Sometimes a yoga practice has to be just that: a practice, something that we do again and again, repeating the familiar in the hope that, one day, it will expand into the extraordinary.
As a yoga teacher, there’s often a pressure to come up with some amazing focus or theme for a yoga class. That pressure can create all sorts of wholly unnecessary anxiety and tension that is entirely un-yogic, and quite beside the point. Sometimes inspiration does come easily – I’ll see a picture, or move in some unusual way, or attend a workshop, and it develops into a whole week (or even two) of exploration. And then sometimes, I’m a bit tired, a bit lacklustre, maybe absorbed in something else, and when I get on the mat there’s … well, there’s nothing. No inner voice suggesting a particular image or approach. No desire to even practice a specific pose. And then what do I do? All the doubts rush in – what should I teach? If I can’t even inspire myself, how can I inspire my students? How do I even dare to call myself a yoga teacher? The arrogance! The hubris!

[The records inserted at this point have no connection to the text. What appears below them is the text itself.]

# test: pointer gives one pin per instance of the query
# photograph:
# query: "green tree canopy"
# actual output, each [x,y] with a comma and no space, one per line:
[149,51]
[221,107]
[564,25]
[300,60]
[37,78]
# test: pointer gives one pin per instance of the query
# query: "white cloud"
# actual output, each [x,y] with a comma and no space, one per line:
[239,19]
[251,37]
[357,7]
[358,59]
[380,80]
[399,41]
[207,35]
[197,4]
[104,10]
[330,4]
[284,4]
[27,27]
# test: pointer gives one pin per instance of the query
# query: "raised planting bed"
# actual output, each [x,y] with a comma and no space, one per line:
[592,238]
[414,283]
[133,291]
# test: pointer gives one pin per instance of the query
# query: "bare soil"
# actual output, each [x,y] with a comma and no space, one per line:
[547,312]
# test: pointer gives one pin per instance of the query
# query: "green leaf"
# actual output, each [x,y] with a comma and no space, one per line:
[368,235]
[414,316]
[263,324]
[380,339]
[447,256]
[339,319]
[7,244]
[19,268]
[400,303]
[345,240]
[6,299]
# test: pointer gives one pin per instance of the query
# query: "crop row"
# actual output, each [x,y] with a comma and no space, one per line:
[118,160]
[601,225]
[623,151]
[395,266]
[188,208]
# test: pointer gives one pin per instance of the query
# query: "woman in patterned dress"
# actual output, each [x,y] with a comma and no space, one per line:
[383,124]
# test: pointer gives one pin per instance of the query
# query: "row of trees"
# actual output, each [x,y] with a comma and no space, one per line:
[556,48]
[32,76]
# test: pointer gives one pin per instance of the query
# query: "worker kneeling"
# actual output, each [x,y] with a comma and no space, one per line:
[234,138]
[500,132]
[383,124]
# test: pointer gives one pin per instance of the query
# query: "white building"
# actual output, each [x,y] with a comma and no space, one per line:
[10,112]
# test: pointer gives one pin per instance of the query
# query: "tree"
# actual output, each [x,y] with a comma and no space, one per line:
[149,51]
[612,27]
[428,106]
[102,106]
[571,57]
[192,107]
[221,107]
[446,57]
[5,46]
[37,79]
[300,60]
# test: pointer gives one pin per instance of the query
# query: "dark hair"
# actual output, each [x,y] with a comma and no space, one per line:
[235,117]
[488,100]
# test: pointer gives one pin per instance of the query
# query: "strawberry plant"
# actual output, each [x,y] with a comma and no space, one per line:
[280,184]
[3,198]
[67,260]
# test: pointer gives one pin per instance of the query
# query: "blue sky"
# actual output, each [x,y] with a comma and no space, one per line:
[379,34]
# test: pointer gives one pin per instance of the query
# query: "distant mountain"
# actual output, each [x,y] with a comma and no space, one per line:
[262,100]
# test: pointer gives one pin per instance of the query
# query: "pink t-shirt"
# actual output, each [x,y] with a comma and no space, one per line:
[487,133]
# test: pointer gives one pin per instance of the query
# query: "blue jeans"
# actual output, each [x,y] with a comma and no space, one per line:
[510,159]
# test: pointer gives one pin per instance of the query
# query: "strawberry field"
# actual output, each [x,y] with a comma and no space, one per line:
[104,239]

And then, because I do try to be a bit disciplined (it gives me a chance to indulge my inner critic), I get out the mat, and force myself to lie on it. And sometimes something happens and it’s magical. And other times, like yesterday, I have to admit that I just laid there for what seemed like ages. Literally, just laid there, like a lump. Even the cats didn’t come to investigate. When I realised I was really on my own, with my body, and my mat, I just did a bit of yoga. Just a few postures. Nothing outstanding, nothing more than the usual – a bit of curling up through the spine, a supine twist, a down dog, a leg stretch and a standing twist, with a balance thrown in for good measure – and then I laid back down again for savasana. And, miraculously, it was enough.
I went and taught just that practice (after all, it was all I had). The yoga class was very simple, rather subdued perhaps, but nevertheless we moved, breathed and asked ourselves to develop sensitivity. And I felt ok, and students seemed to like it. It answered a need for simplicity and quiet. And, maybe because of its simplicity, it stopped me talking so much for a change.
Sometimes, all you need is to get on the mat, and bang out some postures. Not literally move through them mindlessly, but just do it.